Z kolei "Osobisty Jezus" tegoż samego reżysera to filmowy scenariusz przeniesiony wprost na scenę. To historia Ryśka - boksera, który wychodzi z więzienia i sprostać musi rzeczywistości polskiej prowincji na tzw. "ziemiach odzyskanych". A rzeczywistość ta skrzeczy - brat dziewczynę Ryśkowi uwiódł, a ojcowiznę chce sprzedać - o zgrozo - Niemcowi; dawni kompani-małomiasteczkowi gangsterzy ciągną w dół. Rysiek modli się słowami niewidomego spod Jerycha, "Jezusie, Synu Dawida, ulituj się nade mną", w wolnych chwilach boksuje z miejscowym księdzem, który wygłasza swoiste motto spektaklu, mówiące o tym, że Bóg kocha silnych, a nie słabych - zatem, Rysiek, weź się w garść. Fabuła dąży poniekąd do stawiania uniwersalnych pytań - również teologicznych, do społecznego realizmu w odniesieniu do rzeczywistych problemów prowincji. W moim odczuciu dążenie to przegrywa jednak w zestawieniu z papierowymi postaciami, nieco naiwnym moralizatorstwem, religijną egzaltacją. Nie brak tego wszystkiego w młodym polskim kinie, opowiadającym od pewnego czasu tego typu "historie z życia wzięte" - co nie zmienia faktu, że pojawiają się wśród tych filmów pozycje bardzo interesujące. By oddać sprawiedliwość "Osobistemu Jezusowi", stwierdzić trzeba, że inscenizacja teatralna tekstu tego rodzaju, nadaje mu pewien wymiar intymności. Reżyseria tego spektaklu lepsza jest od jego scenariusza. Wojcieszek, operując minimalistycznymi środkami scenicznymi, rozgrywa akcję bardzo blisko widzów, otaczających kwadratową przestrzeń sceny z czterech stron - niczym bokserski ring. Oszczędnie, lecz precyzyjnie organizuje się tu niewielką przestrzeń, sprawnie wydobywając znaczenia ze skromnych zmian prostej scenografii czy gestów aktorów.

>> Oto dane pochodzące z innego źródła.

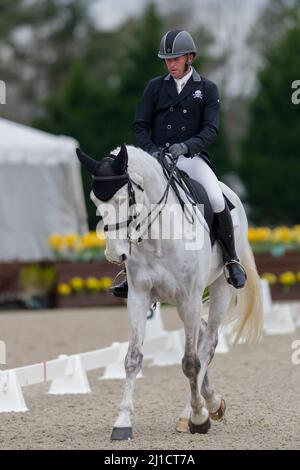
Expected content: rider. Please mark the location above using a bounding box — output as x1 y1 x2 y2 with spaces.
112 30 247 298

Na antypodach Wojcieszkowego sposobu mówienia o problemach społecznych, leży polityczny teatr René Pollescha, zwycięzcy tegorocznej edycji festiwalu. Reżyser z berlińskiego Prateru rozpina swą sztukę między dosadnymi, ironicznymi środkami w rodzaju umieszczenia tabliczek z cenami na wszystkich elementach scenografii, na aktorkach zaś z wysokością ich gaży, z drugiej zaś strony strategiami mającymi na celu dezorientację widza. Teatr Pollescha pełen jest medialnych klisz, cytatów z politycznych i ekonomicznych rozpraw oraz telewizyjnej i gazetowej publicystyki. Na scenie omawia się charyzmę kanclerz Merkel, przytacza całe kaskady zapożyczonych tekstów. Słowa płyną wartkim potokiem, aktorki toczą między sobą dyskusje - m.in. o wątpliwościach związanych z etyką zawodową aktora, przytaczając przykład Sigourney Weaver, odtwarzającej postać chorej na autyzm.
 
Jednocześnie to, co oglądamy, pogłębia wrażenie chaosu. Na stelażach rozpięte są olbrzymie fotografie, płachty fototapety przedstawiające witryny sklepów, fasady budynków. Scenografia balansuje między fotorealizmem - a całkowitą prowizorycznością, wielkie zdjęcia często spadają na scenę, po czym są niespiesznie umocowywane przez aktorki. Trzeba tu dodać, że większa część akcji odbywa się właśnie za tą warstwą prowizorycznej iluzji - fotografie służą jednocześnie jako kurtyny oddzielające wykonawców od publiczności. Techniczna reprodukcja obrazu służy tu zatem bardziej ukrywaniu, niż pokazywaniu rzeczywistości. Zarazem swoistą "protezą", którą otrzymuje widz, by wniknąć w ukryte zdarzenia, znów jest techniczna reprodukcja obrazu - pełnoprawną uczestniczką widowiska jest kobieta-operator kamery wideo, podążająca za aktorkami i przekazująca obraz "na żywo" na wielki ekran ustawiony przed publicznością. To kamera decyduje o tym, co zobaczymy, momentami ukazując detale, a pomijając całość akcji. Przestrzeń jest zatem w wieloraki sposób zmediatyzowana - a ukazywanie świata za pośrednictwem technologii odsłania tylko fragmentarycznie to, co sama technologia wcześniej całkiem zakryła.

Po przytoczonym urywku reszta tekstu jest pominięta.